Because of the epidemic, the summer blockbuster season in 2020 has been postponed, but that doesn’t mean we can’t remember the action movies that drew us away from the sun and into the air conditioning. Welcome to The Ringer’s Return to Summer Blockbuster Season, where each week we’ll highlight a new summer classic.
This is largely due to the fact that weddings are one of society’s most action-packed events. Weddings are filled with narrative chances due to the collision of families, friends, love, floral displays, and open bars. Weddings are used as ethnographic excursions by Martin Scorsese, ground zero for narrative peaks by Nora Ephron, and venues for terrible violence by Quentin Tarantino.
The other reason for the high number of movie weddings is that after you reach a certain age, you have to attend so many goddamn weddings. It’s something that others warn you about it when you’re younger, however you, a rube, choose to ignore them. “How could wedding be a negative thing?” you wonder, as if you’re a moron.
Then, five-sixths of the way through wedding season, users find yourself in a backyard in Cleveland on a sweltering August day, drunk, wearing the same suit. You’ve seen every sort of wedding by both the time you’re into your early 30s—big, tiny, quaint, extravagant—and assessed each one with a venom you’d never admit publicly.

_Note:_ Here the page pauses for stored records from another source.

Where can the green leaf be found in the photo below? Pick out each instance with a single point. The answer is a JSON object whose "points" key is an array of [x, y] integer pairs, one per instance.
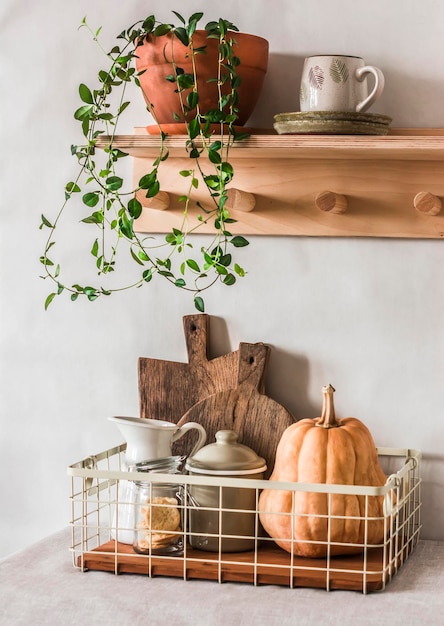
{"points": [[147, 275], [135, 257], [199, 304], [72, 187], [239, 270], [193, 265], [126, 226], [94, 218], [84, 113], [49, 299], [230, 279], [114, 183], [239, 241], [162, 29], [134, 208], [85, 94], [91, 199]]}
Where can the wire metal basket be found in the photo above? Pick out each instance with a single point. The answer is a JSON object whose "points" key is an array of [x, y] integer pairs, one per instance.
{"points": [[101, 500]]}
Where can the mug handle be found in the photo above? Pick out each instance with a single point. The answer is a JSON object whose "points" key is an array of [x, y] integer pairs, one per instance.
{"points": [[361, 73], [202, 435]]}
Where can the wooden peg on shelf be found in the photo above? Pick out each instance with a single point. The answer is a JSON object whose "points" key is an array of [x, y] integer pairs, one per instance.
{"points": [[331, 202], [427, 203], [160, 202], [239, 200]]}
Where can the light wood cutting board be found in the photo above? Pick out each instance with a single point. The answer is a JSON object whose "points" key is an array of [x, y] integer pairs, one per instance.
{"points": [[167, 389], [258, 420]]}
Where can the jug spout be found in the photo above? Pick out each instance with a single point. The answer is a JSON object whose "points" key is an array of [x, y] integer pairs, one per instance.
{"points": [[152, 439]]}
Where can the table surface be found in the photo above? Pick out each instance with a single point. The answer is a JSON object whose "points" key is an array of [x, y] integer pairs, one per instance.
{"points": [[40, 586]]}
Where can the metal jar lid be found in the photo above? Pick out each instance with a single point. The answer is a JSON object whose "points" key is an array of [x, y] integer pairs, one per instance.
{"points": [[226, 457]]}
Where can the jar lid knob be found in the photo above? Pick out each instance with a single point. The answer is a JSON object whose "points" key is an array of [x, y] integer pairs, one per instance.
{"points": [[226, 436]]}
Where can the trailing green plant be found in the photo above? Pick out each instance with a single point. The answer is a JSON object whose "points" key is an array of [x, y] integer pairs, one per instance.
{"points": [[112, 210]]}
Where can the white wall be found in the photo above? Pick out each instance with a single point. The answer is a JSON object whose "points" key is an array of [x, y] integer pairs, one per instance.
{"points": [[365, 315]]}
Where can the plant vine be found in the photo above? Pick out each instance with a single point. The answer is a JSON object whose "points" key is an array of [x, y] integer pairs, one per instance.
{"points": [[112, 210]]}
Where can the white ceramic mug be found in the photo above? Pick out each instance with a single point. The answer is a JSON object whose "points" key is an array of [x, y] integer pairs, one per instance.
{"points": [[338, 83]]}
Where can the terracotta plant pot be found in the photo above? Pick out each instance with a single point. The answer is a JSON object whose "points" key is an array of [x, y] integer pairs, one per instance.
{"points": [[156, 52]]}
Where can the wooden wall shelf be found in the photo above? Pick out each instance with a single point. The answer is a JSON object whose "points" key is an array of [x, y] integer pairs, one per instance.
{"points": [[317, 185]]}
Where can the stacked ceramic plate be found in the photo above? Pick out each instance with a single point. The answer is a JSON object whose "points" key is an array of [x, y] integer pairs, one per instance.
{"points": [[331, 123]]}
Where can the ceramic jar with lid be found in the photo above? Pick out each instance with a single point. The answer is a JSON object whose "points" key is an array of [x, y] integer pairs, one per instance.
{"points": [[224, 518]]}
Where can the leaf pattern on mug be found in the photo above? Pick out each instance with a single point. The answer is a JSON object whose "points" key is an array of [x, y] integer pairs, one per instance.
{"points": [[338, 71], [316, 77]]}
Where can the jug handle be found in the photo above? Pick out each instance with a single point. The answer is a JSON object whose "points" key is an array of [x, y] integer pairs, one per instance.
{"points": [[377, 89], [202, 435]]}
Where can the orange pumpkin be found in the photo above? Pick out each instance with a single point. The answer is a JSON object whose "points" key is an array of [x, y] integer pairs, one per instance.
{"points": [[324, 450]]}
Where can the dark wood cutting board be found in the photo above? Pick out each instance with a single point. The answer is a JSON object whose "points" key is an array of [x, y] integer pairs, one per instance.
{"points": [[167, 389], [258, 420]]}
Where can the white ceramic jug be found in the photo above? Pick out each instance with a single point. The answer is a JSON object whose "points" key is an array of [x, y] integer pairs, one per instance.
{"points": [[146, 439], [149, 439]]}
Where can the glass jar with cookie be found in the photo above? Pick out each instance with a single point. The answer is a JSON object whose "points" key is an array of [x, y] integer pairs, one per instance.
{"points": [[158, 518]]}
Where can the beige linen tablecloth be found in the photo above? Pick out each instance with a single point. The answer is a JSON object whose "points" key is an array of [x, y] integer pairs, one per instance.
{"points": [[40, 586]]}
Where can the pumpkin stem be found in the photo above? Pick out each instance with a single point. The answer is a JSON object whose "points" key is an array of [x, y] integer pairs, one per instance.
{"points": [[328, 417]]}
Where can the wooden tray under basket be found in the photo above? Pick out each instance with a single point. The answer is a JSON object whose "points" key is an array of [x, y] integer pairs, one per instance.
{"points": [[362, 572]]}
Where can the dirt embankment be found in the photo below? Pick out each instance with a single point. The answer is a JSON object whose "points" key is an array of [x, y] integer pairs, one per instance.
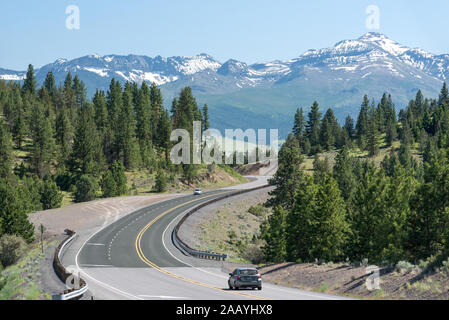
{"points": [[84, 216], [227, 227], [394, 284]]}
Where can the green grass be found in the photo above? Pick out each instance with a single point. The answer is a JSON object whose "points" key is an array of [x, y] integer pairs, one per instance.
{"points": [[19, 281], [355, 152]]}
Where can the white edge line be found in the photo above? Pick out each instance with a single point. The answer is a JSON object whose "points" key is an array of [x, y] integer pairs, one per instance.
{"points": [[123, 293], [306, 293]]}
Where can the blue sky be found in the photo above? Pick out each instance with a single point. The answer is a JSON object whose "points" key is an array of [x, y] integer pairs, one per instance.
{"points": [[248, 30]]}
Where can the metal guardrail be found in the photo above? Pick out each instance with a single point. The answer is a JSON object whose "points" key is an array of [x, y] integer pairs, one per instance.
{"points": [[204, 254], [64, 274]]}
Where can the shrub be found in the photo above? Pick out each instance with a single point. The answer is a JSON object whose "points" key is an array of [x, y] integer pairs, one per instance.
{"points": [[51, 197], [258, 211], [161, 182], [253, 253], [12, 249], [404, 266], [114, 181], [86, 189]]}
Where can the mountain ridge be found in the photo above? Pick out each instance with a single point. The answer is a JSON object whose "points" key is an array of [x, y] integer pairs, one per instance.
{"points": [[337, 76]]}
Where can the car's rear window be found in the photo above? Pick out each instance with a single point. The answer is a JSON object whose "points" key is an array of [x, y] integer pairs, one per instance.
{"points": [[249, 272]]}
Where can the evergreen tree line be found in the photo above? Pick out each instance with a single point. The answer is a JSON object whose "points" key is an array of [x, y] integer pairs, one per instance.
{"points": [[70, 143], [357, 209]]}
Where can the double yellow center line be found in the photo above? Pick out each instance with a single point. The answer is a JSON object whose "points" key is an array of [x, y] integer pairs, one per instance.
{"points": [[153, 265]]}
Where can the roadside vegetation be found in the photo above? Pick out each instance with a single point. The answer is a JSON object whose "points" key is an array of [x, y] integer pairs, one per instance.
{"points": [[58, 147], [375, 191], [19, 269]]}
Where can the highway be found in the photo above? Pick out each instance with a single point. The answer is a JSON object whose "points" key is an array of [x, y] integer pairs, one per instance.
{"points": [[135, 258]]}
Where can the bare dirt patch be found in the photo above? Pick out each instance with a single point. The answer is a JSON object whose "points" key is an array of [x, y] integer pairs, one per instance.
{"points": [[87, 215], [351, 281], [227, 227]]}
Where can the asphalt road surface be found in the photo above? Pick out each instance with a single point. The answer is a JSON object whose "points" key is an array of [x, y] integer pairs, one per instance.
{"points": [[135, 258]]}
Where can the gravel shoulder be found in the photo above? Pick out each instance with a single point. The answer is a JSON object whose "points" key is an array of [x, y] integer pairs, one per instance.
{"points": [[210, 228], [85, 219]]}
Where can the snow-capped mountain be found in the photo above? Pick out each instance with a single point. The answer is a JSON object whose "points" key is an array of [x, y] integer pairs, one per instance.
{"points": [[337, 77]]}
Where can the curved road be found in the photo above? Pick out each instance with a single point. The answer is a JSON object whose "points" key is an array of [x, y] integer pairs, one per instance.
{"points": [[135, 258]]}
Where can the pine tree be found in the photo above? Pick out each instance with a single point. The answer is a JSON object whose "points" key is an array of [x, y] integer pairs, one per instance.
{"points": [[6, 155], [64, 135], [80, 92], [69, 98], [299, 124], [206, 124], [273, 231], [51, 197], [14, 206], [143, 126], [363, 123], [289, 176], [85, 189], [329, 130], [313, 127], [317, 225], [125, 134], [85, 158], [344, 174], [429, 220], [100, 111], [372, 133], [444, 96], [30, 83], [43, 147], [161, 182], [114, 106], [114, 181], [157, 104], [349, 126], [164, 132], [50, 84], [19, 129]]}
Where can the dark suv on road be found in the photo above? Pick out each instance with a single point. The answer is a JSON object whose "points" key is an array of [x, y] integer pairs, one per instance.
{"points": [[245, 278]]}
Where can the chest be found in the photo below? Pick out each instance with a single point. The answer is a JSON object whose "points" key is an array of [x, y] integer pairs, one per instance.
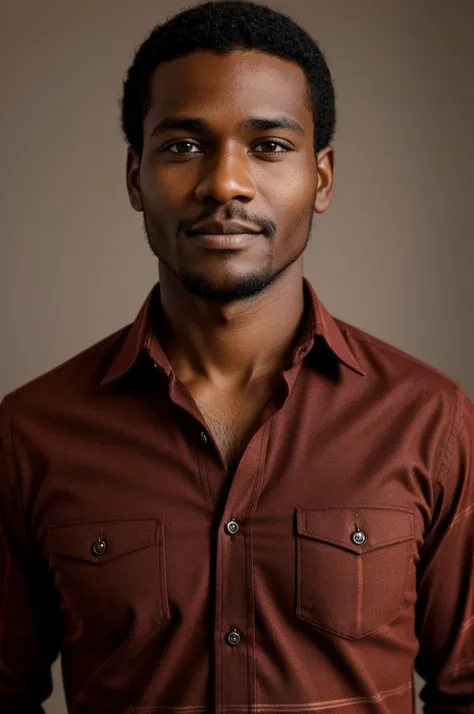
{"points": [[232, 419]]}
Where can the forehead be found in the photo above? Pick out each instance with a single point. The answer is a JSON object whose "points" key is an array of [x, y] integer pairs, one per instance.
{"points": [[231, 85]]}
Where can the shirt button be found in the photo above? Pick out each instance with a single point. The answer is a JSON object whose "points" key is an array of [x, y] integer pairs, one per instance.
{"points": [[232, 527], [233, 638], [99, 547], [358, 537]]}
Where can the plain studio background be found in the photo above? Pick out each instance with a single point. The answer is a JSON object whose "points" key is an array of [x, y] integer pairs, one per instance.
{"points": [[393, 255]]}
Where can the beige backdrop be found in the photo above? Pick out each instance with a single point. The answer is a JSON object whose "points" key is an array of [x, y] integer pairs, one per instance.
{"points": [[394, 254]]}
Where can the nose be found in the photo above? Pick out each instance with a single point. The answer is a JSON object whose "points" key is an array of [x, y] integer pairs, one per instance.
{"points": [[226, 176]]}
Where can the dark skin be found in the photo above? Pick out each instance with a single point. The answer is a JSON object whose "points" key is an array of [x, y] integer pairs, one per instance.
{"points": [[230, 317]]}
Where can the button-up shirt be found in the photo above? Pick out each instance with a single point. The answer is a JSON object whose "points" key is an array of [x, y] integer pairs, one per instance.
{"points": [[335, 561]]}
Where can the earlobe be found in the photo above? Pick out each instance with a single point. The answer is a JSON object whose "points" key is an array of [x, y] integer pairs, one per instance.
{"points": [[326, 177], [133, 180]]}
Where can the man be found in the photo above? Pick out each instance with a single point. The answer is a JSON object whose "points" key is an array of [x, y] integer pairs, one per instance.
{"points": [[238, 503]]}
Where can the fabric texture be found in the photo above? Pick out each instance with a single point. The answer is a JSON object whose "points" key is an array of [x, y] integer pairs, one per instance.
{"points": [[337, 558]]}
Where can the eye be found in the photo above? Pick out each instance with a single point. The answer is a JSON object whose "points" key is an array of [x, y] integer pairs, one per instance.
{"points": [[273, 142], [181, 143], [284, 148]]}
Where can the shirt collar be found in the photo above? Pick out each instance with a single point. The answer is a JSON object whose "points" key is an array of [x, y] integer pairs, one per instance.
{"points": [[141, 336]]}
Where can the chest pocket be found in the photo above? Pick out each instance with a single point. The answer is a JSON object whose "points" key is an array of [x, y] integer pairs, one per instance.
{"points": [[352, 566], [111, 577]]}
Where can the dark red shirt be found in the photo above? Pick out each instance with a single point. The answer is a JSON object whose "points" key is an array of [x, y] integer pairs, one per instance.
{"points": [[337, 559]]}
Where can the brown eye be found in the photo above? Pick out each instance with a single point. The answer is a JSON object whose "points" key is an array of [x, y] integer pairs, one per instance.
{"points": [[273, 143], [183, 144]]}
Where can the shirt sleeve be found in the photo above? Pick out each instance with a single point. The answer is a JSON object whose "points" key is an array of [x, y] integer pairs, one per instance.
{"points": [[445, 580], [28, 625]]}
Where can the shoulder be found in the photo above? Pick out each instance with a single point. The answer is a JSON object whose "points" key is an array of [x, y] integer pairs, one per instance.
{"points": [[71, 381]]}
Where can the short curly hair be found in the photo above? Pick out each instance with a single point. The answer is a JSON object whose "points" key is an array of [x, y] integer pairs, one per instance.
{"points": [[221, 27]]}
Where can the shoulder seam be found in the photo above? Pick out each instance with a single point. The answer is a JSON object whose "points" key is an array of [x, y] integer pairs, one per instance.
{"points": [[448, 451], [399, 352]]}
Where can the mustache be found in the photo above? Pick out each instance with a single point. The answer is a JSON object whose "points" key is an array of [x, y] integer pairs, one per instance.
{"points": [[268, 226]]}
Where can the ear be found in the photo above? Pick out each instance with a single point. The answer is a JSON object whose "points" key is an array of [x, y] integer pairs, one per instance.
{"points": [[326, 178], [133, 180]]}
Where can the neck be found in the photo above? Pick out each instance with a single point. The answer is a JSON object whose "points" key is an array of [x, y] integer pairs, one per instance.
{"points": [[231, 345]]}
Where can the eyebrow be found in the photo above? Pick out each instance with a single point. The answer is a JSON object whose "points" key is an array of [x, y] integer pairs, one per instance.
{"points": [[197, 125]]}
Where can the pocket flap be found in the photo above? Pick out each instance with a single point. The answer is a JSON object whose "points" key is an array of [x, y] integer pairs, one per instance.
{"points": [[336, 525], [76, 540]]}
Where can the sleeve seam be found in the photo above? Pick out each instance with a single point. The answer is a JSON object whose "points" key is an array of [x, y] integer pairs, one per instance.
{"points": [[449, 451]]}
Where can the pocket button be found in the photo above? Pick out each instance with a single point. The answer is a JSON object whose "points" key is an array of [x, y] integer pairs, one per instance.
{"points": [[358, 537], [99, 547]]}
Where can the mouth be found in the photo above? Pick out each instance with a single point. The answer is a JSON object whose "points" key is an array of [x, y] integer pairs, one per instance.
{"points": [[224, 241]]}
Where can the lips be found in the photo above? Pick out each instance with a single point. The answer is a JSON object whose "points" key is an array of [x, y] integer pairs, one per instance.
{"points": [[223, 228]]}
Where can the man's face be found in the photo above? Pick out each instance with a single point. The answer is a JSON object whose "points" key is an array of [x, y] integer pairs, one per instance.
{"points": [[268, 178]]}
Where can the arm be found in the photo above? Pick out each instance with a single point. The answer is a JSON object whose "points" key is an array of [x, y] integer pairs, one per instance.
{"points": [[28, 627], [445, 605]]}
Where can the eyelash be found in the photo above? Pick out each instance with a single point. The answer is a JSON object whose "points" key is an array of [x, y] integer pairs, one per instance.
{"points": [[267, 141]]}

Weddings—both its joys as well as their sorrows—are universal, making it easy for a filmmaker to place an audience in a familiar situation while also correcting the mistakes of their very own wedding-going pasts (or, for the real masochists, to re-live them).
Now, as part of The Ringer’s Return to the Summer Blockbuster, we’re revisiting My Finest Friend’s Wedding, there’s no better time to reconsider whichever movie weddings are indeed the best. To accomplish so, I created a criteria that encapsulates the qualities that every great wedding—and every great movie wedding—must include.
Also Read: Are there any action movies with a female lead who is an amputee?